One thought is “Does anyone in the public arena care?” Another is there is absolutely no practical remedy statewide for police to be held accountability for releasing the exact notations under state law – including the loosely mandated request to the courts to release what is open even under the law.
The subjectivity among the thousands of law officers keeps basic information away from the public. The layers and layers of circumventing public record laws —particularly from police — have buried openness in criminal justice at the basic level.
This hasn’t really changed in decades in North Carolina; police in most of these circumstances do as they please, although some will follow exact standards of putting arrest records and reports in a specific place within a logical (again subjective) amount of time. Typically, when pushed, they will comply, but the next time and next get harder.
What can be a huge disservice to the public is when aninformal partnership exists of the local police with local governments through public relations mouthpieces that give some info but all under state law. Aggravating it, no one incident is treated like another especially if it has a greater public concern.
That is the case in Wake Forest, but honestly it has developed over years and years, much similar to any local government in the state.
The only true way to change is state public record laws (criminal records included) get a boost somehow to be taken seriously and to be standardized. Not likely to happen.
Another remedy is the old fashion one of relationship building and give and take — which is as ridiculous as it comes in theory because the public should know what is going on with crime in its area objectively and not at the decisiveness of three parties who can benefit each other later in news coverage generally.
A quick example is the recent shooting in the leg of a 14-year-old off Main Street by another “juvenile.” The age of the one taken into custody was not given.

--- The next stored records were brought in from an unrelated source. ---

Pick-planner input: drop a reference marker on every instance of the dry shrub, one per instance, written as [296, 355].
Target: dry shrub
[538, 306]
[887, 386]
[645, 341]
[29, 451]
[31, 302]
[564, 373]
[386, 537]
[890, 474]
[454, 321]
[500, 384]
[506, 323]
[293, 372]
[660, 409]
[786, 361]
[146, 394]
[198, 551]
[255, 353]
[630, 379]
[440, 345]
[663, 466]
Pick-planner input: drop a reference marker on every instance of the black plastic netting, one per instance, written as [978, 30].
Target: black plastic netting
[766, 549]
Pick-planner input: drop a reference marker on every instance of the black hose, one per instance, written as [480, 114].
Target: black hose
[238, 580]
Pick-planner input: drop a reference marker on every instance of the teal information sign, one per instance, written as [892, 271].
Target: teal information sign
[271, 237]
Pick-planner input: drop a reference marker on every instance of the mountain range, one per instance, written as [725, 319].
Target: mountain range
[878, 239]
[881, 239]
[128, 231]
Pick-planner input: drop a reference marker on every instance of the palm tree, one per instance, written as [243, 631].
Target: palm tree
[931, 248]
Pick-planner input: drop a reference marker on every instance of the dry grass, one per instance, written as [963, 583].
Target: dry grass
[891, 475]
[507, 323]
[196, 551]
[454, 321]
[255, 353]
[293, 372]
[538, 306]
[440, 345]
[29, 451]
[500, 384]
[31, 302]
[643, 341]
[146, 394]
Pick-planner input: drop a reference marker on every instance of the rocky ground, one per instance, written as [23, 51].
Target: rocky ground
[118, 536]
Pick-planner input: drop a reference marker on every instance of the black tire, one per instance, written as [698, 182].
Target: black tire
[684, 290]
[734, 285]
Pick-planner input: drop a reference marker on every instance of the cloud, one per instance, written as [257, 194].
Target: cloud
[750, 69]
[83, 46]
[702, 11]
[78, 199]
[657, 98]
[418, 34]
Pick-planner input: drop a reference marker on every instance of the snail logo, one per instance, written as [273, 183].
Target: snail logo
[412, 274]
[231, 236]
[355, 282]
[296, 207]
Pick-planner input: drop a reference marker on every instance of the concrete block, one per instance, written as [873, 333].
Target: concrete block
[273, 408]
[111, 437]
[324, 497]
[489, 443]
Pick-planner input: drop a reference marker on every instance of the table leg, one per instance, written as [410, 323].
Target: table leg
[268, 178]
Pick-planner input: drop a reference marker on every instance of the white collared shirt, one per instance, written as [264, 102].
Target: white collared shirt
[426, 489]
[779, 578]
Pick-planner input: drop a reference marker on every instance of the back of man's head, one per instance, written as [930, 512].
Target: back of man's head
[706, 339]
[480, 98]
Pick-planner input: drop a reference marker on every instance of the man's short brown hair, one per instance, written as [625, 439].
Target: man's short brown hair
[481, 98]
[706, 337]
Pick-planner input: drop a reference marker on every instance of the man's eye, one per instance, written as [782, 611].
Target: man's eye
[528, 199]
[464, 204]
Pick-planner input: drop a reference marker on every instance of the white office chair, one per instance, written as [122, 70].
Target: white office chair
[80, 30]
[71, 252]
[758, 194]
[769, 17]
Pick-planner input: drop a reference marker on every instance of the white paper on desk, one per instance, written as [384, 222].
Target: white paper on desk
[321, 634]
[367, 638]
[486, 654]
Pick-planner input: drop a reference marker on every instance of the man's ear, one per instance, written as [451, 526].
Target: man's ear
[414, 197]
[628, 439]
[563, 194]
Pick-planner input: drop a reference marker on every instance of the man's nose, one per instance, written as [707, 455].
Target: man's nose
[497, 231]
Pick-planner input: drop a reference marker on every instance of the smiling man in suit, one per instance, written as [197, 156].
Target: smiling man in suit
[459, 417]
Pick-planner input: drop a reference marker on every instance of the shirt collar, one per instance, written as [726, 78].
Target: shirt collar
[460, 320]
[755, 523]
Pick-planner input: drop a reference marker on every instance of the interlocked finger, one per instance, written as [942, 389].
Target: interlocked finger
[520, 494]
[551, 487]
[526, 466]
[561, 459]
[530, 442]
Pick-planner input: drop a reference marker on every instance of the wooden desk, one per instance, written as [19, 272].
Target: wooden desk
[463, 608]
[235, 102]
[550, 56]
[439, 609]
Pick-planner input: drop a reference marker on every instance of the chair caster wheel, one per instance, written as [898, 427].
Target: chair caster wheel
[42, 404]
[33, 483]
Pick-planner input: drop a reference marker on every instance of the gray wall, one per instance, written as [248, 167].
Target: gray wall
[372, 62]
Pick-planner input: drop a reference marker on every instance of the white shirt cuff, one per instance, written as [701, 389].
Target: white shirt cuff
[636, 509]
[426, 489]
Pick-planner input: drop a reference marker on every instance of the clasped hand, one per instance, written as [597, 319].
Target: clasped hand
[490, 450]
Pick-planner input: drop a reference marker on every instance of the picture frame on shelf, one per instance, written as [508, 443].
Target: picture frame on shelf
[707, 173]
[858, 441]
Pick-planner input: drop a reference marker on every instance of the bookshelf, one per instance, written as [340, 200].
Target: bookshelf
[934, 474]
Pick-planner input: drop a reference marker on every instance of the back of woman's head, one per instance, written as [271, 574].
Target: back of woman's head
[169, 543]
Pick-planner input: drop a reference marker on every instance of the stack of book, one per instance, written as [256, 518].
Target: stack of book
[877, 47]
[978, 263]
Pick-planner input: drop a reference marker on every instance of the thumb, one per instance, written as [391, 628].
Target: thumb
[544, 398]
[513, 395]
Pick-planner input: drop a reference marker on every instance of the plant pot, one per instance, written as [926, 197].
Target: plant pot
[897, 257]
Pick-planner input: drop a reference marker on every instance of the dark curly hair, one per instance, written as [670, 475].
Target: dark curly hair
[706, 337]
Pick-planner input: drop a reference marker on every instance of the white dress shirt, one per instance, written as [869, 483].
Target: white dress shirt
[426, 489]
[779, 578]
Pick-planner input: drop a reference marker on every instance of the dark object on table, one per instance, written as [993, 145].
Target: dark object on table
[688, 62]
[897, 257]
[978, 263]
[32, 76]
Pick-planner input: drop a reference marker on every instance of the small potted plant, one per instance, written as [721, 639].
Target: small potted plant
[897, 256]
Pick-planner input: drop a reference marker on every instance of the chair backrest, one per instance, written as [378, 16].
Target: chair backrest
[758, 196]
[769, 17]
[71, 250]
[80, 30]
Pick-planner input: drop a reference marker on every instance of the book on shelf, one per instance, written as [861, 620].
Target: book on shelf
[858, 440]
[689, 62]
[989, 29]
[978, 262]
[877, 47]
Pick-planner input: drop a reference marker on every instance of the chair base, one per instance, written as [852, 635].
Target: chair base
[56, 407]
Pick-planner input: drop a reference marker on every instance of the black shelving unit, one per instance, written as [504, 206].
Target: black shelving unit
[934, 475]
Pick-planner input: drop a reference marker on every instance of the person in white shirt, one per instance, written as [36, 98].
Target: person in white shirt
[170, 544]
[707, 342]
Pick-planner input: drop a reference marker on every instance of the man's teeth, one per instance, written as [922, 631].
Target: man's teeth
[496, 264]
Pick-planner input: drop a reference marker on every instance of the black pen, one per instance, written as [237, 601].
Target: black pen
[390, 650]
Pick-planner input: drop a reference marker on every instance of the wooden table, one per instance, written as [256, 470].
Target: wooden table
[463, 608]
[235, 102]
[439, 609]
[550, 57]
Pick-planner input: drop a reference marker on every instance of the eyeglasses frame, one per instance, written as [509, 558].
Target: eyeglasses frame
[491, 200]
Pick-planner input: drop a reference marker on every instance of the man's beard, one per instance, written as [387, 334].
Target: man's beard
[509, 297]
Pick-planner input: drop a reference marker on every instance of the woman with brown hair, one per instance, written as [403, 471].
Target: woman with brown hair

The police incident report has yet to be produced, yet the town spokesperson, town attorney and police department have collectively verbally given pieces of info here and there that this publication has somehow managed to put together a story of occurrences.
Now, there are laws that protect juveniles in NC — still yet another excuse often for police to arbitrarily select information to be released on a crime that has zip to do with the juvenile. But, that is not the focus here, as juveniles do indeed need protection for a variety of reasons and are rightly protected under law.
Consider, however what happened.
Was this a domestic situation? Kids playing with a gun – a rifle, a handgun, a stolen gun? Are kids running around shooting each other in Wake Forest? Was it gang related? Is this a bigger issue for the town to consider than perhaps more parking downtown? Does any of the town leadership care — even enough to address this in general terms? We don’t know, do we?
We think crime is the business of the public and needs to be discussed openly — specifically to the letter of the law and what is available legally and concernedly as citizens and leaders in a town where a young child just shot another one on the streets.
We are getting neither here.
— From The White Street Journal
A North Carolina statute states that “a minor is any person who has not reached the age of 18 years.” Without another statute or law that conflicts or explains this definition further, most people take this to mean someone who is aged 17 or younger is considered a minor in the eyes of a criminal court.• Delinquent Juvenile: A juvenile who is at least 6 but less than 18 years of age who commits an offense that would be a crime or infraction if committed by an adult, excluding 16- and 17-year-olds who commit motor vehicle offenses. Motor vehicle offenses committed by 16- and 17-year-olds are prosecuted in adult criminal court.
www.nccourts,gov/help; Judicial Branch.
§ 132-1.4. Criminal investigations; intelligence information records; Innocence Inquiry Commission records.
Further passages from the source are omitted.